Methods: Ferric-chloride induced microvascular thrombus formation was analyzed in cremaster muscles of hypothermic endotoxemic mice. Flow cytometry, ELISA and immunohistochemistry were used to evaluate the effect of hypothermia on endothelial and platelet function.
Results: Control animals at 37 degrees C revealed complete occlusion of arterioles and venules after 759 +/- 115 s and 744 +/- 112 s, respectively. Endotoxemia significantly (p < 0.05) accelerated arteriolar and venular occlusion in 37 degrees C animals (255 +/- 35 s and 238 +/- 58 s, respectively). This was associated with an increase of circulating endothelial activation markers, agonist-induced platelet reactivity, and endothelial P-selectin and plasminogen activator inhibitor (PAI)-1 expression. Systemic hypothermia of 34 degrees C revealed a slight but not significant reduction of arteriolar (224 +/- 35 s) and venular (183 +/- 35 s) occlusion times. Cooling of the endotoxemic animals to 31 degrees C core body temperature, however, resulted in a further acceleration of microvascular thrombus formation, in particular in arterioles (127 +/- 29 s, p < 0.05 versus 37 degrees C endotoxemic animals). Of interest, hypothermia did not affect endothelial receptor expression and platelet reactivity, but increased endothelial PAI-1 expression and, in particular, soluble PAI-1 antigen (sPAI-Ag) plasma levels.

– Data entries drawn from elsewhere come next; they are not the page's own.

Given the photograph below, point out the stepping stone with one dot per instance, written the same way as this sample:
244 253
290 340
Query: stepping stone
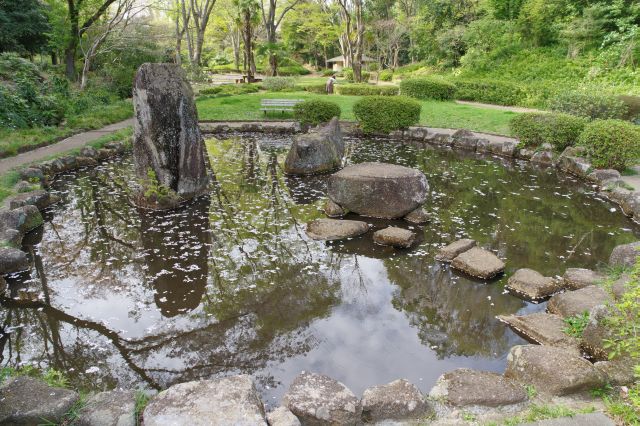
25 400
576 302
532 285
450 252
552 370
398 400
465 387
393 236
320 400
333 229
113 408
231 400
478 263
577 278
543 329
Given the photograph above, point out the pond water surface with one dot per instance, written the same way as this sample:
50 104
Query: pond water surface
231 284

Conclusion: LPS-induced endotoxemia accelerates microvascular thrombus formation in vivo, most probably by generalized endothelial activation and increased platelet reactivity. Systemic hypothermia further enhances microthrombosis in endotoxemia. This effect is associated with increased endothelial PAI-1 expression and sPAI-Ag in the systemic circulation rather than further endothelial activation or modulation of platelet reactivity.